SAN DIEGO — The California Public Utilities Commission Thursday rejected an agreement to purchase electricity from a power plant proposed near Mission Trails Regional Park, saying it was unnecessary for the present.
The Quail Brush Energy Generation Project proposed by Charlotte, N.C.- based Cogentrix raised the ire of environmentalists, residents of Santee and the Santee School District. It was previously rejected last year by the city of San Diego’s Planning Commission and the San Diego City Council.

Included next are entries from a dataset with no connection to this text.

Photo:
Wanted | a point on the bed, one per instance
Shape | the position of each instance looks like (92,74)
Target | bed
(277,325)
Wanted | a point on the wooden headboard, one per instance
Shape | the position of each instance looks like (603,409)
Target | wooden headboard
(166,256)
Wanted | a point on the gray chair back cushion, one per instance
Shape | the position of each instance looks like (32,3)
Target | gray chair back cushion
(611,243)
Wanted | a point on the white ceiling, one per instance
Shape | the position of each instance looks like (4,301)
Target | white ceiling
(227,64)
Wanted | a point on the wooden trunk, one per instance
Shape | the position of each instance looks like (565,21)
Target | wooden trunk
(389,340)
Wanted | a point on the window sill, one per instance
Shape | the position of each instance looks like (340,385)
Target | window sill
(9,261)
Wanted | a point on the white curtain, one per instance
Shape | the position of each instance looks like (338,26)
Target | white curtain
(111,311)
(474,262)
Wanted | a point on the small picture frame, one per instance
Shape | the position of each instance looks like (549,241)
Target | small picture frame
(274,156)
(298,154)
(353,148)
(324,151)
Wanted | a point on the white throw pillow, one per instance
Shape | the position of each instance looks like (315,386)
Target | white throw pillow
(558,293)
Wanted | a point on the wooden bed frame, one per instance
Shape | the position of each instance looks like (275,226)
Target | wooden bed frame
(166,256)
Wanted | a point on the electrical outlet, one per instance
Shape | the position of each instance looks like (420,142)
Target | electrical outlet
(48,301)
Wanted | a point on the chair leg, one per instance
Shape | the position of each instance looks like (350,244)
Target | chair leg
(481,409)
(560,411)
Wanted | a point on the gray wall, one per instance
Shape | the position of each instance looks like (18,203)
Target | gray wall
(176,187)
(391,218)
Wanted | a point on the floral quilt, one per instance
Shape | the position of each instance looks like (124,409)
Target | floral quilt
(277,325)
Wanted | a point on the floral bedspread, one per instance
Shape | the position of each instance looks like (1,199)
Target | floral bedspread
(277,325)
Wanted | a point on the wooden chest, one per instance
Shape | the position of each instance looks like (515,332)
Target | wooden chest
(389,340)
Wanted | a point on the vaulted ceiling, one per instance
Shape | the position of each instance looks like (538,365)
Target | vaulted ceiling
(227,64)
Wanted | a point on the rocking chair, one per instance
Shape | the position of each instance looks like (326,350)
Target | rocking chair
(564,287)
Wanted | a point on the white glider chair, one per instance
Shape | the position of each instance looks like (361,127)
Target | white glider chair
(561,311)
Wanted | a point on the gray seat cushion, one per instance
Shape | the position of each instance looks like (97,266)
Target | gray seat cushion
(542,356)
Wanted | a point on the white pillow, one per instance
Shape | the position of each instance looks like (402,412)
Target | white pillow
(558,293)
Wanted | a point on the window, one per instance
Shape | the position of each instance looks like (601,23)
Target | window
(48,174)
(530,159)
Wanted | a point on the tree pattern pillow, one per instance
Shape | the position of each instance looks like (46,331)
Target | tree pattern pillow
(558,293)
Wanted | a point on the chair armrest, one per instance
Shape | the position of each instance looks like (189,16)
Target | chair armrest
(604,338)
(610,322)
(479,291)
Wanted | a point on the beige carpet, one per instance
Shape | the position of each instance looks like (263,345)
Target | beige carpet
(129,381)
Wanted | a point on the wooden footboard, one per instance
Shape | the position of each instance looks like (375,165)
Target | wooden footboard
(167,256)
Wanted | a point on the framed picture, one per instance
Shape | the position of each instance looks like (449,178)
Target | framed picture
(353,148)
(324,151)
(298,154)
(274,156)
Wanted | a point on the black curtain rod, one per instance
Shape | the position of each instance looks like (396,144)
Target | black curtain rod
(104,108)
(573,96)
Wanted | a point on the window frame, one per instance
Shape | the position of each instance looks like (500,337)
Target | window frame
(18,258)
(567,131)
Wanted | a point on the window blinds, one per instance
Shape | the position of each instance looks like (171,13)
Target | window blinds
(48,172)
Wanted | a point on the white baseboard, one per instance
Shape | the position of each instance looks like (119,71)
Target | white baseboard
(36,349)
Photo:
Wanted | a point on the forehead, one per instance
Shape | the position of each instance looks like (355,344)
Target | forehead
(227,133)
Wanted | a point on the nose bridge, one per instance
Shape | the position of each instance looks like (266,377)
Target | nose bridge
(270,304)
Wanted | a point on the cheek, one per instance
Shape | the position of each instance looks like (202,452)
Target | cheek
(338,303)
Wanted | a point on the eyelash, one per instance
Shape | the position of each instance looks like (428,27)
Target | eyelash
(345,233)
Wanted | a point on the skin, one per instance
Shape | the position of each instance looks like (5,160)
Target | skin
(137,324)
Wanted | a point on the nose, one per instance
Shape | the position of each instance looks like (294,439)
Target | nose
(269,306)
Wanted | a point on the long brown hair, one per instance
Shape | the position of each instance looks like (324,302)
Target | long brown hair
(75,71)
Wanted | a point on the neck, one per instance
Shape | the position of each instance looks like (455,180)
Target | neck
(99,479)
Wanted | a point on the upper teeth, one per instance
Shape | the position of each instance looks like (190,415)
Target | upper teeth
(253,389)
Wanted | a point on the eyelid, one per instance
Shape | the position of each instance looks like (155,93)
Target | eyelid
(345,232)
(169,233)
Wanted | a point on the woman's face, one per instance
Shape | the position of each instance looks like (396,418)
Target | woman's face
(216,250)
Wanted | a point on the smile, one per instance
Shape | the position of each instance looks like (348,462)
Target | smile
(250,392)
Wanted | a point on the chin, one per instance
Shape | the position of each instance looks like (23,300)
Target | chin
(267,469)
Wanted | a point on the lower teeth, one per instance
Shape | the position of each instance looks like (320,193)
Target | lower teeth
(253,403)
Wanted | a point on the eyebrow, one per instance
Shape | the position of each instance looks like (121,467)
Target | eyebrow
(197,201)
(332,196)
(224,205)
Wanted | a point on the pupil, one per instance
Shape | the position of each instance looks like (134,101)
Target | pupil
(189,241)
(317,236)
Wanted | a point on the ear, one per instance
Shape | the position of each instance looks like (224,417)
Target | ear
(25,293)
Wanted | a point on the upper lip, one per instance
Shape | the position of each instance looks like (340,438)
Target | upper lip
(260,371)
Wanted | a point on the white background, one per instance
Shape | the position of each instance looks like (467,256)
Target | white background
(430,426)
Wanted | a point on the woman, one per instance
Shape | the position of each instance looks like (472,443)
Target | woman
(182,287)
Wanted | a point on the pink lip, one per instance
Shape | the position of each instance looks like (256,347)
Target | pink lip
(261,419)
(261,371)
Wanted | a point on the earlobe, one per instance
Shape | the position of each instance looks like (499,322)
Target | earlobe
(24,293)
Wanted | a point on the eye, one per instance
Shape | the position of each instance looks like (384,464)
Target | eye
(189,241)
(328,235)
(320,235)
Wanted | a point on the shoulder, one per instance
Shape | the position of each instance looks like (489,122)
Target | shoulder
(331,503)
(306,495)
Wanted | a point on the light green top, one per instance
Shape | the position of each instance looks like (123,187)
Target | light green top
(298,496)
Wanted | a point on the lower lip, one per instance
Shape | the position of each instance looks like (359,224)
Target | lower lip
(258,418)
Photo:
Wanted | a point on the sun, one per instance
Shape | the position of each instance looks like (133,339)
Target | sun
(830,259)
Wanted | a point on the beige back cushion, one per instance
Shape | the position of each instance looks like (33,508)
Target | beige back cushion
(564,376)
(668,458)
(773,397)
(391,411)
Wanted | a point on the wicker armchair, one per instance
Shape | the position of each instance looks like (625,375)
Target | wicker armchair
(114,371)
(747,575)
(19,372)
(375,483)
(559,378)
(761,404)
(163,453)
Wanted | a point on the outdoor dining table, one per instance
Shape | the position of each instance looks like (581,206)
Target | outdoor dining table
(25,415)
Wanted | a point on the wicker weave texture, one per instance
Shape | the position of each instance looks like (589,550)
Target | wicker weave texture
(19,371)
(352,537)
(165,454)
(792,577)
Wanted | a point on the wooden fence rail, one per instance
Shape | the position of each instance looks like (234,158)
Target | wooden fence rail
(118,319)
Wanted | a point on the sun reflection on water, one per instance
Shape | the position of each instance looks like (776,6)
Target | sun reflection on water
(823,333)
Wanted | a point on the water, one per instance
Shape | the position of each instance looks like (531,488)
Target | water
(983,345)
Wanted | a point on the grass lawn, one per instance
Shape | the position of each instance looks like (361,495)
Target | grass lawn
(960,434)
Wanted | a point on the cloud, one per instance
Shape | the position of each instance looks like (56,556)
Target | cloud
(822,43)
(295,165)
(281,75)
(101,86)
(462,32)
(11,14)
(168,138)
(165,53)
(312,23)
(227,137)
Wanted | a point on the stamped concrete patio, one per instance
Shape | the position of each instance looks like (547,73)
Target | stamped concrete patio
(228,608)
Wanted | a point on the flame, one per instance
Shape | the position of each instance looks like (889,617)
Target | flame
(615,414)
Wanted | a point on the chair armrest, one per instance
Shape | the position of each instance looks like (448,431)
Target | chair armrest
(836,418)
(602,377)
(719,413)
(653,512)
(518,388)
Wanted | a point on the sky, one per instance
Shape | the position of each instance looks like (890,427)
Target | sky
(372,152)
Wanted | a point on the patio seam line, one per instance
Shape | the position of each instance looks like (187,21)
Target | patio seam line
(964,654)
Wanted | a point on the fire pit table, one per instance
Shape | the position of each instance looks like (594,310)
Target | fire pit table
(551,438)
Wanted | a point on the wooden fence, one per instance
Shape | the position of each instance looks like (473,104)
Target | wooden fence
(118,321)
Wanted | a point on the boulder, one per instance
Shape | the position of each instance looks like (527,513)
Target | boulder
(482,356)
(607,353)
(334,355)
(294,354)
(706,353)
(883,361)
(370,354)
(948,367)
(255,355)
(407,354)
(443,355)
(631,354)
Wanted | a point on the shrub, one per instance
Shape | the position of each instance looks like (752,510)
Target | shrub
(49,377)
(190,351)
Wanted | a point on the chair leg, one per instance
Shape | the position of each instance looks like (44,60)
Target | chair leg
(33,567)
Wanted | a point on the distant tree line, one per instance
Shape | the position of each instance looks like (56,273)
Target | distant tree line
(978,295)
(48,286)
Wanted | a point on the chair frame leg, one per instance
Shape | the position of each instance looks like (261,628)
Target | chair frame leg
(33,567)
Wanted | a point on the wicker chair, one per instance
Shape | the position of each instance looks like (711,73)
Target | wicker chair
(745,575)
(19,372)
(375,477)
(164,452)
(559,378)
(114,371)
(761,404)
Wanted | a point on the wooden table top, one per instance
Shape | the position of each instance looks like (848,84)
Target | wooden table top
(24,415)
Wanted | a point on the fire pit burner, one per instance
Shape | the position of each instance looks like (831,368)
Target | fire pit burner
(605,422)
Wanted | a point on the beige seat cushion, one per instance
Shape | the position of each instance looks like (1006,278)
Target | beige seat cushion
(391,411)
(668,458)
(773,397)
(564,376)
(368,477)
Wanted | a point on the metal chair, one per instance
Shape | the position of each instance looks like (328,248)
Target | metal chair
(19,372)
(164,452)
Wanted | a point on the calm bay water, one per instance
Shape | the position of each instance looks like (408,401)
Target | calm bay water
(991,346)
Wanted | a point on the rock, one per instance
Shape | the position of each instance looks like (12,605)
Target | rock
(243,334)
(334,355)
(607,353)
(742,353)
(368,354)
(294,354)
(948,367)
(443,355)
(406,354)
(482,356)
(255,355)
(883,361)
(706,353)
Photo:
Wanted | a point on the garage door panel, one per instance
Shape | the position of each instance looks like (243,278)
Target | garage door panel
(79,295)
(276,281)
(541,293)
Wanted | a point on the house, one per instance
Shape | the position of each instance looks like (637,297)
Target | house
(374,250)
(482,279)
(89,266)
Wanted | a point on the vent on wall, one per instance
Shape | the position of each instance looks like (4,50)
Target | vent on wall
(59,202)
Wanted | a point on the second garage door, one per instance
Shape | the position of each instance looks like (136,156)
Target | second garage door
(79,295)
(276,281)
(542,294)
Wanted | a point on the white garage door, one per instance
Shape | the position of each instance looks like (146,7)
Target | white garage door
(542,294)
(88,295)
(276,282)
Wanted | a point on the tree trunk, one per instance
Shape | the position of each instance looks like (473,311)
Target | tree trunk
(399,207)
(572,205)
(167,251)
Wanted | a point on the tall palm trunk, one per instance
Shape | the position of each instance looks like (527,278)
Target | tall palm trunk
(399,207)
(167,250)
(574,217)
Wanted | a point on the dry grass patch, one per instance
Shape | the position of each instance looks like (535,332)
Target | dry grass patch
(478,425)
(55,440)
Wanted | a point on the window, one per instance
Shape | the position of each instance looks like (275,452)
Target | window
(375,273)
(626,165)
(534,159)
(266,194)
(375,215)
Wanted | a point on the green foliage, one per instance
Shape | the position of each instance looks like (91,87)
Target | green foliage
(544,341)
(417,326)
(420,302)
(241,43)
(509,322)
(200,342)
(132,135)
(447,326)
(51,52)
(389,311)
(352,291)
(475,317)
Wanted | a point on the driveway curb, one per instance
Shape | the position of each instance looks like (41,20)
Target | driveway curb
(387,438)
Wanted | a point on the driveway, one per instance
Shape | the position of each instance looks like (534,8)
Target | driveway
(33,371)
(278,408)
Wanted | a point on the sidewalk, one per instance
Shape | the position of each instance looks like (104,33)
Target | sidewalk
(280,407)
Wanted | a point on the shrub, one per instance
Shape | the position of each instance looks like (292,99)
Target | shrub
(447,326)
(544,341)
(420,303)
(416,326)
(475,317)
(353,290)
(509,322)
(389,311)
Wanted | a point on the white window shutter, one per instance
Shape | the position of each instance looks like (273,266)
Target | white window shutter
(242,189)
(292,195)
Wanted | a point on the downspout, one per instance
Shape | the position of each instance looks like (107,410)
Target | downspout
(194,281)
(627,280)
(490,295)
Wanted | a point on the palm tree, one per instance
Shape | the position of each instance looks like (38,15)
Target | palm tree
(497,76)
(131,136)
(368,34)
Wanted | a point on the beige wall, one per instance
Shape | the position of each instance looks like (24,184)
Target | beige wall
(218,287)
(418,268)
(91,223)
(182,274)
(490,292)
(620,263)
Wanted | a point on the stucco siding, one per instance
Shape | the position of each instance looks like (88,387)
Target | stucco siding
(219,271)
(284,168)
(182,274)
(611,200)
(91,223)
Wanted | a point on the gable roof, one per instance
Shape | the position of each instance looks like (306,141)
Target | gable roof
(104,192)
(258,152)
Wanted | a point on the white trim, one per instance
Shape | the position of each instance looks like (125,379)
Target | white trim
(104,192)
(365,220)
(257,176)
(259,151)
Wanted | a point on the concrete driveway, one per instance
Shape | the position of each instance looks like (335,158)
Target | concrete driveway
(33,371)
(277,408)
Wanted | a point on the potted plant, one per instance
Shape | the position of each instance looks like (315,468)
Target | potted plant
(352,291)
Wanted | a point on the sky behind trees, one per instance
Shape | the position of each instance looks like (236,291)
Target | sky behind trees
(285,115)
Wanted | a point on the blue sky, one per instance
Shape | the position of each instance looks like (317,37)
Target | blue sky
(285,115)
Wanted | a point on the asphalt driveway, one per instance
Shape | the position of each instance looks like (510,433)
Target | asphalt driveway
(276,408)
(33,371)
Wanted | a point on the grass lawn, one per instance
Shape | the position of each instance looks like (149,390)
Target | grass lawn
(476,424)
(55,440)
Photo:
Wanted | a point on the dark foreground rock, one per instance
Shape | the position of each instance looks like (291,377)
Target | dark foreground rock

The California Energy Commission has final say on where the plant can be built, but the CPUC decision against granting a power purchase agreement that would allow San Diego Gas and Electric to buy electricity from the Cogentrix plant was a blow to the financial viability of the project.
Commissioners also rejected a power purchase agreement for the Pip Pico plant in the Otay area, but they approved a similar agreement between SDG&E and the Escondido Energy Center to provide up to 298 megawatts of energy beginning in 2018 from an existing 35 megawatt plant.
Commissioners said they rejected the Quail Brush and Pio Pico agreements in part because the energy wouldn’t be needed in 2014, when the projects were scheduled to go online.
“At present, the evidence supporting the need for Pio Pico and Quail Brush is inconclusive and SDG&E’s customers should not be made to pay until it is conclusive,” said Commissioner Mike Florio.
“My goal is simple: to ensure that SDG&E can best meet the future needs of its customers while avoiding a situation where ratepayers pay needlessly for new generation,” said Commissioner Mark J. Ferron. “It is only natural to look at these projects and conclude that they might help address not-yet-defined future problems. However, as tempting as it may be, I think this is the wrong approach. We run the risk of paying for new generation twice–once now and a second time if we have different, conflicting, future information.”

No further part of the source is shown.